No que concerne ao clima geral da crença científica, a
situação parece não ter mudado significativamente desde o
inicial triunfo do darwinismo. Em contraposição, cumpre
notar que, com a derrocada do atomismo estrito e do
associado determinismo laplaciano, a noção de um
clockwork universe perdeu o seu aval científico. Hoje se
sabe que até mesmo o mecanismo de um relógio
propriamente dito se baseia tão-somente em leis
estatísticas. Assim, o mundo real revelou-se muito menos
restringido às nossas concepções físicas do que se
imaginava, um fato que se verifica sobretudo “no pequeno”.

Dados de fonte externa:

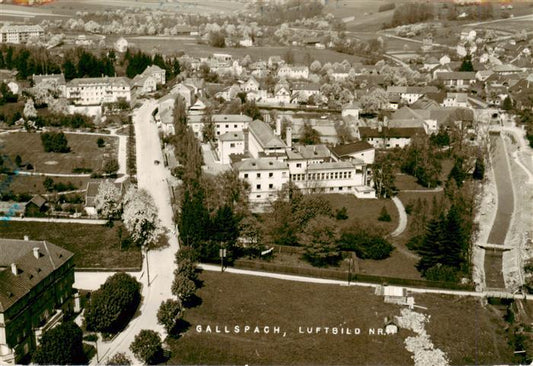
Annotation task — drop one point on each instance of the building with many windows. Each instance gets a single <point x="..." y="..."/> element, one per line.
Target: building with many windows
<point x="36" y="279"/>
<point x="94" y="91"/>
<point x="13" y="33"/>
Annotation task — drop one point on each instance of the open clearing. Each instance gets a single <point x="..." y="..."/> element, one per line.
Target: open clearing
<point x="94" y="246"/>
<point x="476" y="332"/>
<point x="84" y="152"/>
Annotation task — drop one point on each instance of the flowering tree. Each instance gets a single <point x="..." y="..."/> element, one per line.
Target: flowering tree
<point x="140" y="216"/>
<point x="107" y="200"/>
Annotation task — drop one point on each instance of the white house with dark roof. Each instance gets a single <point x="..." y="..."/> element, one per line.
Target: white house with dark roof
<point x="262" y="141"/>
<point x="36" y="279"/>
<point x="230" y="143"/>
<point x="265" y="176"/>
<point x="223" y="123"/>
<point x="19" y="33"/>
<point x="94" y="91"/>
<point x="293" y="72"/>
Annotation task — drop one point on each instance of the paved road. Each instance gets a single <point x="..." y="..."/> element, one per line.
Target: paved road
<point x="402" y="224"/>
<point x="46" y="219"/>
<point x="493" y="258"/>
<point x="280" y="276"/>
<point x="161" y="263"/>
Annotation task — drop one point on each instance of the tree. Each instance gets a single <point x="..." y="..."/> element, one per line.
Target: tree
<point x="384" y="215"/>
<point x="479" y="169"/>
<point x="111" y="167"/>
<point x="62" y="345"/>
<point x="147" y="346"/>
<point x="320" y="241"/>
<point x="107" y="200"/>
<point x="55" y="142"/>
<point x="29" y="109"/>
<point x="466" y="65"/>
<point x="119" y="359"/>
<point x="113" y="304"/>
<point x="183" y="288"/>
<point x="168" y="314"/>
<point x="310" y="136"/>
<point x="365" y="243"/>
<point x="384" y="170"/>
<point x="48" y="184"/>
<point x="375" y="101"/>
<point x="507" y="104"/>
<point x="18" y="161"/>
<point x="140" y="217"/>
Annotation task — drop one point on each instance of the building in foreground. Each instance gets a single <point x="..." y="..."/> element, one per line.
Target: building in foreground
<point x="95" y="91"/>
<point x="36" y="279"/>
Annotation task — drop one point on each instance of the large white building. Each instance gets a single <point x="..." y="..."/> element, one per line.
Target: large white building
<point x="12" y="33"/>
<point x="223" y="123"/>
<point x="93" y="91"/>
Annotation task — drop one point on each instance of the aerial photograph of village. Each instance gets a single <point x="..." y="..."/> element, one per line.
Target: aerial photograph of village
<point x="266" y="182"/>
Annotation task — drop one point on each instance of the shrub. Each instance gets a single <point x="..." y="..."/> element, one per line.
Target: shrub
<point x="168" y="314"/>
<point x="341" y="214"/>
<point x="365" y="244"/>
<point x="55" y="142"/>
<point x="61" y="345"/>
<point x="113" y="304"/>
<point x="384" y="215"/>
<point x="147" y="346"/>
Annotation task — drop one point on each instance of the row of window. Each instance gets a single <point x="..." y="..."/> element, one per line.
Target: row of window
<point x="321" y="176"/>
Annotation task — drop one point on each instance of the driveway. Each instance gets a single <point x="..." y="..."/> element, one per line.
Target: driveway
<point x="153" y="178"/>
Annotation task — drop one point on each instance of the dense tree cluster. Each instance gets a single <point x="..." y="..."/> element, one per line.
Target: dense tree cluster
<point x="55" y="142"/>
<point x="147" y="346"/>
<point x="61" y="345"/>
<point x="113" y="304"/>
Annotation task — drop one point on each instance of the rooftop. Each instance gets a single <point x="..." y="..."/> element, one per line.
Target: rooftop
<point x="31" y="268"/>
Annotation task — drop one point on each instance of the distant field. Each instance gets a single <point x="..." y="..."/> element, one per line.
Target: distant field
<point x="463" y="327"/>
<point x="34" y="184"/>
<point x="84" y="152"/>
<point x="190" y="47"/>
<point x="94" y="246"/>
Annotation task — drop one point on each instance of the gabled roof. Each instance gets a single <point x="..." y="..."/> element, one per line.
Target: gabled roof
<point x="354" y="147"/>
<point x="264" y="135"/>
<point x="30" y="269"/>
<point x="38" y="200"/>
<point x="391" y="132"/>
<point x="231" y="136"/>
<point x="260" y="164"/>
<point x="456" y="75"/>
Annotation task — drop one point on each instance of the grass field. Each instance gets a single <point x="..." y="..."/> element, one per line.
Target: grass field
<point x="192" y="48"/>
<point x="84" y="152"/>
<point x="34" y="184"/>
<point x="94" y="246"/>
<point x="363" y="212"/>
<point x="229" y="300"/>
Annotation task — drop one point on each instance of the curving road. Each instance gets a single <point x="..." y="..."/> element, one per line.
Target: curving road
<point x="493" y="258"/>
<point x="153" y="178"/>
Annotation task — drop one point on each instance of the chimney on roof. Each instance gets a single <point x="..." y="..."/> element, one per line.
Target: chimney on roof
<point x="246" y="133"/>
<point x="289" y="136"/>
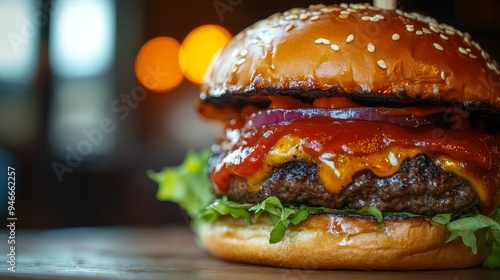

Em um sentido bem real, parece que a natureza é
imensamente mais misteriosa nas suas operações do que o
século XIX tinha sido levado a supor. Os próprios avanços da
física vieram descortinar imprevistas limitações na
pretensão de explicar os fenômenos naturais em termos de
qualquer mecanismo físico concebível. Hoje temos mesmo
fortíssimo motivo para suspeitar que as “leis ordinárias da
física” não se aplicam às formas altamente estruturadas de
matéria encontradas no núcleo de uma célula viva.34
Referimo-nos em especial àquelas moléculas gigantescas,
situadas dentro dos cromossomos, que controlam toda a
estrutura e funcionamento do organismo — os genes. Ora,
na perspectiva da física, essas substâncias distinguem-se
das formas inanimadas de matéria principalmente pela sua
aperiodicidade. Lembram, assim, uma pintura requintada
onde cada pincelada desempenha um papel especial, em
contraste com a matéria inorgânica, que se poderia
comparar a um grande papel de parede onde um padrão
simples se repete em série. Pois bem, sendo inerentemente
estatísticas as leis ordinárias da física — aquelas que
normalmente testamos e usamos —, sua aplicabilidade, no
caso dos sólidos, depende da periodicidade. Por analogia,
elas aplicam-se ao papel de parede, em oposição à pintura.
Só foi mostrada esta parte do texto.